📘 基本情報
| 項目 | 内容 |
|---|---|
| 方剤名 | 当帰芍薬散加附子(とうきしゃくやくさんかぶし) |
| 出典 | 『和剤局方』の当帰芍薬散に附子を加味した加味方 |
| 分類 | 補血温陽・利水調経剤 |
| 構成生薬 | 当帰(とうき)・芍薬(しゃくやく)・川芎(せんきゅう)・茯苓(ぶくりょう)・白朮(びゃくじゅつ)・附子(ぶし) |
| 方名の由来 | 当帰芍薬散に「附子」を加えて、下焦の陽気を補い、冷えを一層温めることから名づけられた。 |
🧭 方意(効能と主治)
| 区分 | 内容 |
|---|---|
| 効能 | 補血調経・温陽利水 |
| 主治 |
血虚・冷え・水滞による下腹部の冷痛、腰痛、むくみ、頻尿、月経困難、冷え性など。 特に冷えが強く、四肢が冷える・腹部が冷たい場合に適する。 |
| 病機 |
当帰芍薬散証に陽虚(特に腎陽虚)を兼ね、寒湿が滞り、血行不良・利水障害を呈する状態。 寒によって血行が阻まれ、疼痛やむくみ、月経異常を引き起こす。 |
💊 構成生薬と作用
| 生薬 | 主な作用 |
|---|---|
| 当帰 | 補血活血・調経。
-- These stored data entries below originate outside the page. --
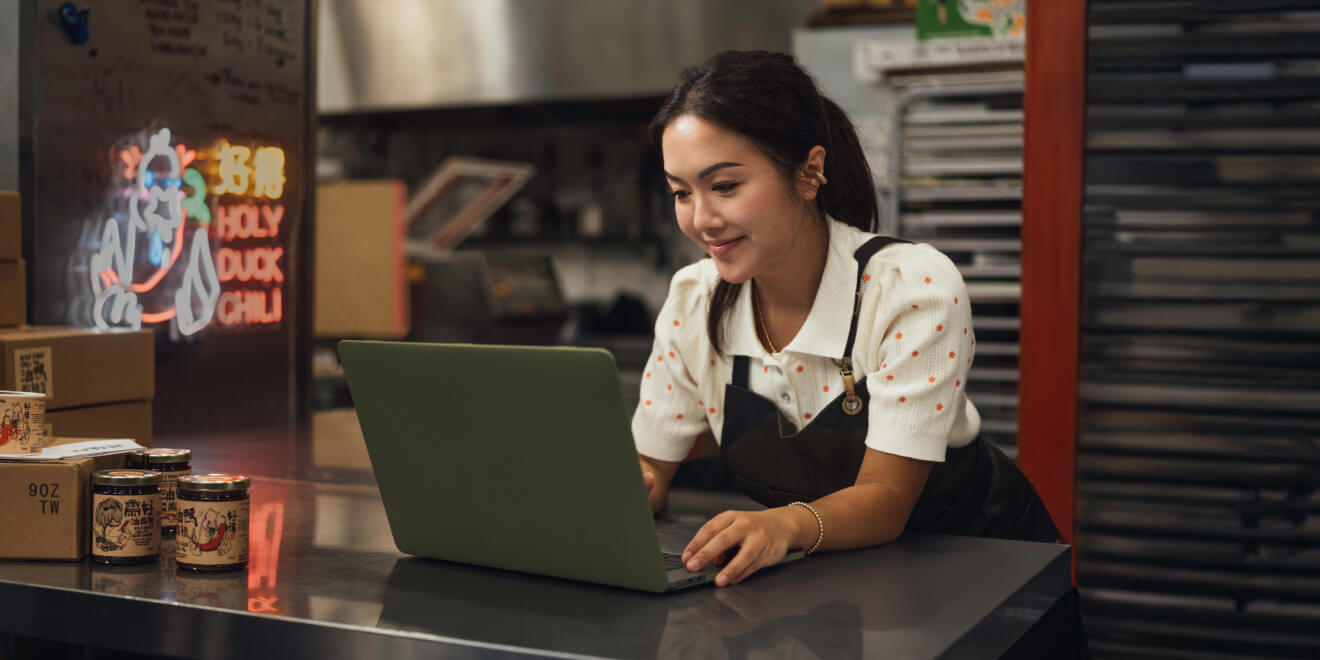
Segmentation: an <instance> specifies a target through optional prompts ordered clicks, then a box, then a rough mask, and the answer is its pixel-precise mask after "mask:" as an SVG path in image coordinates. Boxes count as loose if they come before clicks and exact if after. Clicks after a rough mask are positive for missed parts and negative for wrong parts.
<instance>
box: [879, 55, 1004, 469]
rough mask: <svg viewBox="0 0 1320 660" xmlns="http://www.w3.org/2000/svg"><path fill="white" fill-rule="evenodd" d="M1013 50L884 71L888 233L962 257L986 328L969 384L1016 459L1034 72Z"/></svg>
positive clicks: (980, 331) (967, 273)
mask: <svg viewBox="0 0 1320 660" xmlns="http://www.w3.org/2000/svg"><path fill="white" fill-rule="evenodd" d="M977 41H979V40H977ZM894 48H902V46H891V49H894ZM907 48H912V49H916V50H920V49H923V48H924V45H921V44H917V45H909V46H907ZM1005 48H1008V49H1011V50H1010V53H1008V54H1007V57H1006V58H1005V57H1001V59H999V61H997V63H995V65H994V70H993V71H982V70H981V69H983V66H985V62H983V61H981V59H978V58H977V57H975V55H969V57H966V58H965V59H964V61H961V62H956V63H950V62H937V63H935V65H933V66H923V62H920V61H916V62H912V61H911V59H904V58H900V57H899V58H895V57H888V58H886V59H887V61H888V62H891V63H890V65H888V69H883V70H882V73H883V75H880V77H878V78H879V84H884V86H887V87H888V90H891V91H892V94H894V106H892V108H894V116H892V121H891V135H890V136H888V158H887V166H888V173H887V176H886V177H883V178H884V180H886V181H887V182H888V183H890V190H888V194H887V197H886V198H887V201H888V205H887V209H886V211H884V227H883V228H882V230H883V231H887V232H891V234H895V235H899V236H903V238H906V239H909V240H916V242H923V243H929V244H931V246H933V247H935V248H937V249H939V251H941V252H944V253H945V255H948V256H949V257H950V259H953V261H954V263H956V264H957V265H958V271H960V272H961V273H962V277H964V280H965V281H966V285H968V296H969V297H970V300H972V306H973V314H974V323H975V333H977V356H975V364H973V367H972V374H970V375H969V378H968V392H969V396H970V397H972V401H973V403H974V404H975V405H977V409H978V411H979V412H981V416H982V433H983V434H985V437H987V438H989V440H991V441H993V442H995V444H997V445H998V446H1001V447H1002V449H1003V450H1005V451H1006V453H1008V454H1010V455H1014V457H1015V455H1016V450H1018V352H1019V348H1018V329H1019V322H1018V314H1019V302H1020V297H1022V281H1020V279H1022V234H1020V230H1022V131H1023V112H1022V88H1023V75H1022V61H1020V58H1018V59H1016V61H1014V59H1012V55H1014V54H1015V53H1016V54H1020V53H1019V51H1018V50H1016V49H1018V48H1020V45H1016V44H1010V45H1006V46H1005ZM895 61H898V63H894V62H895Z"/></svg>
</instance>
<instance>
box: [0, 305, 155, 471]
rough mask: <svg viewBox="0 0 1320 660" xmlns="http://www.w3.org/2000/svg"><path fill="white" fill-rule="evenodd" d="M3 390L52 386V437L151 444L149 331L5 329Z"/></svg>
mask: <svg viewBox="0 0 1320 660" xmlns="http://www.w3.org/2000/svg"><path fill="white" fill-rule="evenodd" d="M0 389H16V391H21V392H44V393H46V396H48V399H46V424H48V436H54V434H59V436H78V437H99V438H132V440H136V441H137V442H139V444H140V445H143V446H150V444H152V399H153V397H154V396H156V346H154V339H153V334H152V331H150V330H87V329H81V327H42V326H26V327H17V329H3V330H0Z"/></svg>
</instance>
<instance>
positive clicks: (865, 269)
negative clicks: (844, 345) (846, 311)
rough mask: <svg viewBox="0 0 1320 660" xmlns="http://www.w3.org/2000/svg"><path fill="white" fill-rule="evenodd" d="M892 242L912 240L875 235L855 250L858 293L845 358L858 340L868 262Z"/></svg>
mask: <svg viewBox="0 0 1320 660" xmlns="http://www.w3.org/2000/svg"><path fill="white" fill-rule="evenodd" d="M890 243H912V242H911V240H903V239H896V238H894V236H875V238H874V239H871V240H867V242H866V243H862V247H859V248H857V252H853V256H854V257H857V289H855V290H857V294H855V296H853V322H851V325H850V326H849V327H847V343H846V345H845V346H843V355H842V358H845V359H849V358H851V356H853V342H855V341H857V314H858V313H859V312H861V310H862V284H863V282H862V276H863V275H865V271H866V264H867V263H870V261H871V257H873V256H875V253H876V252H879V251H880V249H883V248H884V246H888V244H890Z"/></svg>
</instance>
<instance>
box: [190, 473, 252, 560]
mask: <svg viewBox="0 0 1320 660" xmlns="http://www.w3.org/2000/svg"><path fill="white" fill-rule="evenodd" d="M248 486H251V479H248V478H247V477H243V475H242V474H194V475H187V477H180V478H178V535H177V536H176V537H174V553H176V554H174V558H176V560H177V564H178V568H180V569H181V570H205V572H216V570H235V569H242V568H244V566H247V558H248V516H249V513H251V511H249V504H251V500H249V499H248Z"/></svg>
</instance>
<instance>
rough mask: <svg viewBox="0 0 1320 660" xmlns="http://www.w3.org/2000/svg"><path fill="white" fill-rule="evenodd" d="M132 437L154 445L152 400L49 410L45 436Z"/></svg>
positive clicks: (146, 442)
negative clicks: (153, 441)
mask: <svg viewBox="0 0 1320 660" xmlns="http://www.w3.org/2000/svg"><path fill="white" fill-rule="evenodd" d="M51 436H73V437H78V438H129V440H133V441H136V442H137V444H139V445H141V446H144V447H149V446H152V403H150V401H127V403H121V404H104V405H84V407H81V408H65V409H61V411H50V412H48V413H46V437H51Z"/></svg>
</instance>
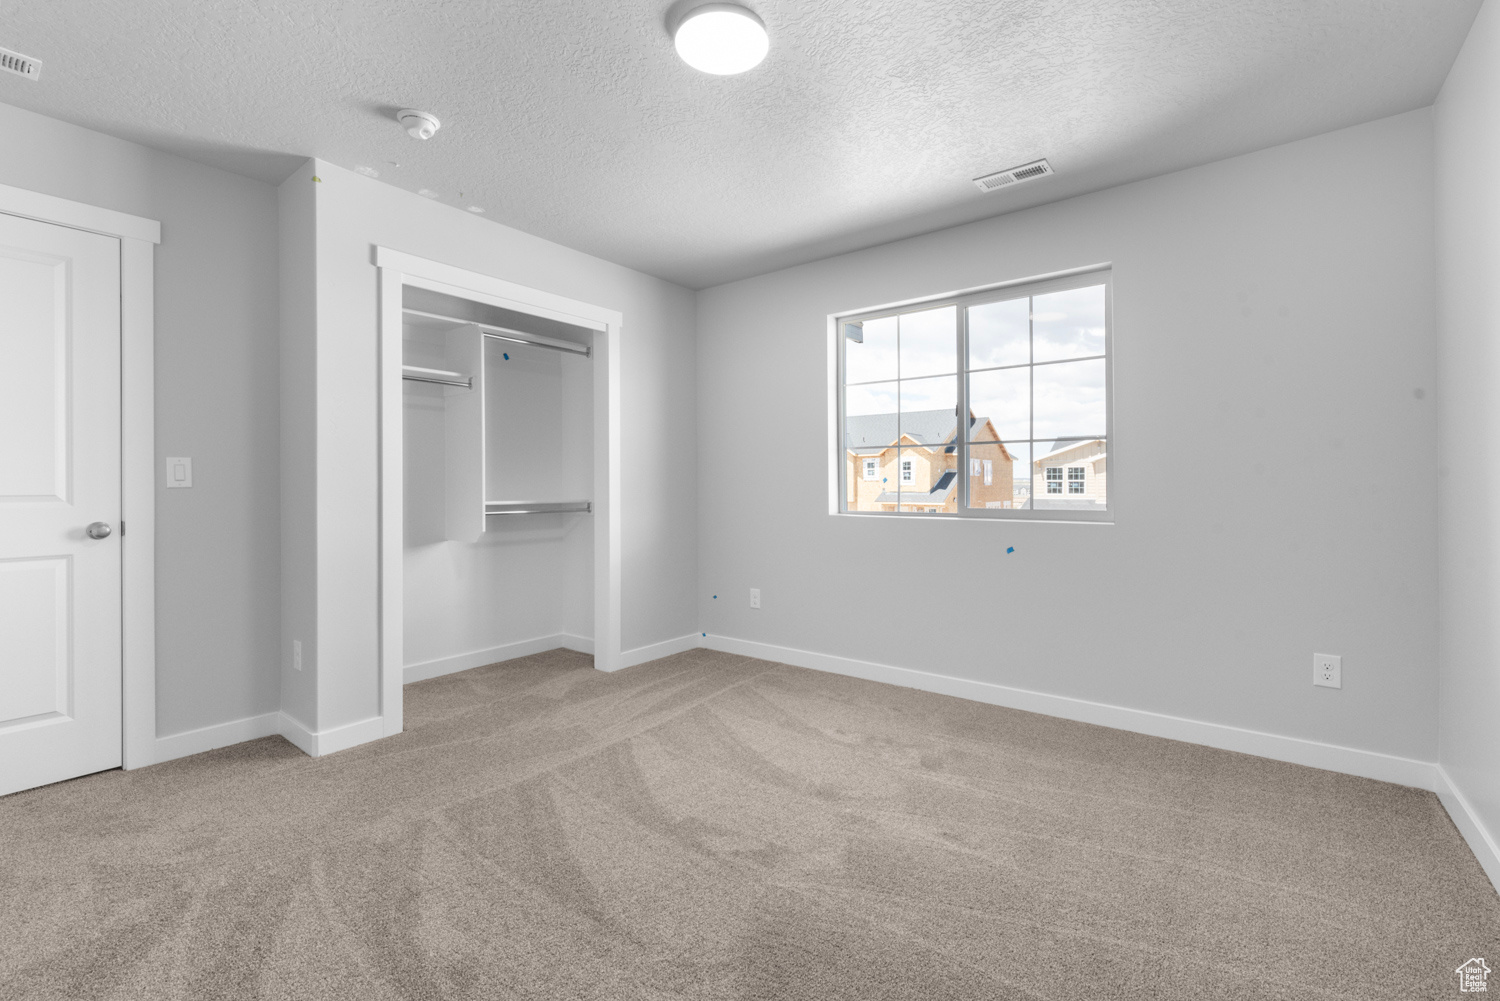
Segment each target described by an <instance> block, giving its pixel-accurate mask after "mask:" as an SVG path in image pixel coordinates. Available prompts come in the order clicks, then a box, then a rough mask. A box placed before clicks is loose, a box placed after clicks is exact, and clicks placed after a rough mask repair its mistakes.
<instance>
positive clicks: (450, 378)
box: [401, 365, 474, 389]
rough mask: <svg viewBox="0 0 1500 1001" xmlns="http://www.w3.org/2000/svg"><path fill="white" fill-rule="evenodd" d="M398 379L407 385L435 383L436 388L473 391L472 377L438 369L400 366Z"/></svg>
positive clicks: (417, 366) (403, 365)
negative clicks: (457, 388) (453, 388)
mask: <svg viewBox="0 0 1500 1001" xmlns="http://www.w3.org/2000/svg"><path fill="white" fill-rule="evenodd" d="M401 377H402V378H404V380H407V381H408V383H437V384H438V386H462V387H463V389H474V378H472V377H469V375H463V374H462V372H450V371H447V369H440V368H422V366H417V365H402V366H401Z"/></svg>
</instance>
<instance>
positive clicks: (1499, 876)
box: [1434, 765, 1500, 891]
mask: <svg viewBox="0 0 1500 1001" xmlns="http://www.w3.org/2000/svg"><path fill="white" fill-rule="evenodd" d="M1434 791H1436V792H1437V798H1439V800H1442V801H1443V809H1446V810H1448V815H1449V816H1452V818H1454V827H1457V828H1458V833H1460V834H1463V836H1464V840H1466V842H1469V848H1470V849H1472V851H1473V852H1475V858H1478V860H1479V864H1481V866H1482V867H1484V870H1485V875H1487V876H1490V882H1491V884H1494V887H1496V890H1497V891H1500V843H1497V842H1496V839H1494V834H1491V833H1490V828H1487V827H1485V824H1484V821H1481V819H1479V815H1478V813H1476V812H1475V807H1473V806H1472V804H1470V803H1469V797H1466V795H1464V792H1463V789H1460V788H1458V786H1457V785H1454V779H1452V776H1449V774H1448V770H1446V768H1445V767H1443V765H1437V789H1434Z"/></svg>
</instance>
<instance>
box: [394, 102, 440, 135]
mask: <svg viewBox="0 0 1500 1001" xmlns="http://www.w3.org/2000/svg"><path fill="white" fill-rule="evenodd" d="M396 120H398V122H401V128H404V129H407V135H410V137H411V138H414V140H431V138H432V137H434V135H437V132H438V129H441V128H443V123H441V122H438V119H437V116H434V114H428V113H426V111H413V110H411V108H407V110H405V111H398V113H396Z"/></svg>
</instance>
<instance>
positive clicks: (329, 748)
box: [153, 713, 386, 764]
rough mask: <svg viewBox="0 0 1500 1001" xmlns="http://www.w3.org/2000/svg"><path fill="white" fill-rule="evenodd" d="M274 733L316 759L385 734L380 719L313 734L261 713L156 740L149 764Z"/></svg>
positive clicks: (280, 714) (293, 721)
mask: <svg viewBox="0 0 1500 1001" xmlns="http://www.w3.org/2000/svg"><path fill="white" fill-rule="evenodd" d="M275 734H281V735H282V737H285V738H287V740H288V741H291V743H293V744H296V746H297V747H300V749H302V750H303V753H308V755H312V756H314V758H317V756H320V755H332V753H333V752H335V750H344V749H345V747H354V746H356V744H363V743H366V741H371V740H377V738H380V737H384V735H386V731H384V720H383V717H380V716H375V717H371V719H362V720H359V722H357V723H348V725H347V726H335V728H333V729H324V731H318V732H314V731H311V729H308V728H306V726H303V725H302V722H300V720H297V719H294V717H291V716H288V714H287V713H263V714H260V716H246V717H245V719H234V720H229V722H228V723H217V725H214V726H201V728H198V729H189V731H187V732H183V734H172V735H169V737H157V738H156V759H154V761H153V764H160V762H163V761H172V759H175V758H186V756H187V755H201V753H202V752H205V750H214V749H216V747H228V746H229V744H239V743H243V741H246V740H257V738H258V737H272V735H275Z"/></svg>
血を養い、冷えによる疼痛を改善。 |
| 芍薬 | 養血柔肝・止痛。筋肉や内臓の緊張を和らげる。 |
| 川芎 | 活血行気。血流を促し、瘀血や冷えによる痛みを除く。 |
| 茯苓 | 利水滲湿・健脾。むくみや下半身の重だるさを改善。 |
| 白朮 | 健脾益気・燥湿。水滞の原因である脾虚を補う。 |
| 附子 | 回陽救逆・温経止痛。冷えを取り、下腹部の疼痛を和らげる。 |
🌡 臨床的特徴
| 観点 | 内容 |
|---|---|
| 症状の特徴 |
冷えが強く、下腹部・腰部・四肢が冷たく痛む。 むくみ、頻尿、月経痛、月経不順を伴う。 疲れやすく、顔色が白く、寒がりで手足が冷える。 |
| 体質傾向 |
陽虚(特に腎陽虚)傾向。 体力中等度以下で、慢性的な冷えやむくみを訴える人。 |
| 舌象・脈象 |
舌:淡、白苔、湿潤。 脈:沈細、遅。 |
🩺 現代医学的応用
- 月経困難症・月経不順
- 冷え性(特に下半身の冷え)
- 腰痛・下腹部痛(冷えで悪化)
- 浮腫・むくみ・頻尿
- 不妊症(冷え性体質の女性)
- 更年期障害・手足の冷感
⚖️ 類方・比較
| 方剤 | 特徴・鑑別点 |
|---|---|
| 当帰芍薬散 | 冷えや虚弱があるが、附子を加えるほどではない場合。 |
| 当帰四逆加呉茱萸生姜湯 | 冷えがさらに強く、四肢厥冷・脈沈細などの重度の寒証。 |
| 真武湯 | 陽虚+水滞が主で、悪寒・めまい・下痢などがある場合。 |
⚠️ 使用上の注意
- 熱感・のぼせがある場合は不適。
- 附子を含むため、過量使用や長期服用は避ける。
- 高齢者や虚弱者では医師の指導のもとで使用する。
📖 メモ(臨床要点)
- 当帰芍薬散証に「冷えが強く、痛みやむくみが増す」場合の加味方。
- 附子によって陽気を補い、寒による血行不良や疼痛を改善。
- 冷え性体質の婦人科系トラブルに非常に有用。
- 血虚+陽虚+水滞という三虚の同時改善を目的とする。